自分の不幸を人に話して、しんどさを和らげるのもいいでしょう。聞かされるほうは、ええ迷惑やけど(笑)。でもほんまは自分でもわかってるんですよ、頑張ってきた自分を。
10年近く前、下の息子がハワイで結婚式を挙げたんです。息子夫婦と両家の親だけで食事をした時、夫のウクレレに合わせて、私がハワイアンウェディングソングを歌いました。そしたら息子が突然、ウワーッと声を上げて泣き出したんです。
その瞬間、これまでのしんどさも疲れも全部流れ去って、「この子を産んで育ててよかった」と心底思いました。

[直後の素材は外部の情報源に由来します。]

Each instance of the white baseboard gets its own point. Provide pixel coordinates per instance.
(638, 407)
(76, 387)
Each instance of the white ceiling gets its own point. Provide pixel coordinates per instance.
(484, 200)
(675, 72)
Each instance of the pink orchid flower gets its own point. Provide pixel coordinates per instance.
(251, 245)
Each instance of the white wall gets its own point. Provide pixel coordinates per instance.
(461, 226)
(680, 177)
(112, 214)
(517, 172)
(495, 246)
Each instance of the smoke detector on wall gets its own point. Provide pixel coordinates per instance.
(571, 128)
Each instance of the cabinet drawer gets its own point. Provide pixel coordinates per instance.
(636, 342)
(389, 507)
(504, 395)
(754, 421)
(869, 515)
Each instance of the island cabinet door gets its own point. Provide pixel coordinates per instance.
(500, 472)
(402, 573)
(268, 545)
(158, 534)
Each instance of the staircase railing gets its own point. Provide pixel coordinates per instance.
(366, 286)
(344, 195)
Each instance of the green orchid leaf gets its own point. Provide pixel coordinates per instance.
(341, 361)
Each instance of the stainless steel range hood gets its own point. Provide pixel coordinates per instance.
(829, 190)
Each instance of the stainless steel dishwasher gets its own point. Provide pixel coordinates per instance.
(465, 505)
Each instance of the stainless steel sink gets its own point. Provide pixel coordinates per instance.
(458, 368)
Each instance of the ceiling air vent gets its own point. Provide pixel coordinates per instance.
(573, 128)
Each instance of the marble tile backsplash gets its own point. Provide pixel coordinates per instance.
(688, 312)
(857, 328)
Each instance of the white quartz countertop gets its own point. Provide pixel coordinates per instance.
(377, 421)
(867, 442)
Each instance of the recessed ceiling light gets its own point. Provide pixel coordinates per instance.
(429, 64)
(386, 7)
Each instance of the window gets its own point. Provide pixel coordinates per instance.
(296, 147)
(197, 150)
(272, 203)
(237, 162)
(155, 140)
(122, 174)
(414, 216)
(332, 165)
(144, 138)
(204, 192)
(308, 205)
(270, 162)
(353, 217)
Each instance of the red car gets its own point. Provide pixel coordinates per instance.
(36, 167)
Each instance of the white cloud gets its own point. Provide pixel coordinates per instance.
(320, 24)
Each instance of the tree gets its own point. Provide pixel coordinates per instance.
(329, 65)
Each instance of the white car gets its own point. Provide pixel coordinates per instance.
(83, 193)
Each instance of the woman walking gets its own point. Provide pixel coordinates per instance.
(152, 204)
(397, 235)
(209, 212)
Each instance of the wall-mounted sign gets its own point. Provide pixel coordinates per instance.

学校の成績は悪いわ、先生に呼ばれて怒られるわ、いじめられるわ、入れる高校はないと言われて家庭教師雇うわ……いろいろな苦労がありました。
それでも、母の日に200円ぐらいのペンダントをもらっただけで帳消しになるのが、親というもの。あの日の息子の涙は、最大のご褒美でした。
「無償の愛」ってよく言いますが、私にとってその対象は子どもだけ。見返りのない愛情を注げる存在を与えてもらったわけですから、苦労と言ったら話になりませんよね。人生の一時期を濃密に過ごせたのは、子どものおかげやなあと思っています。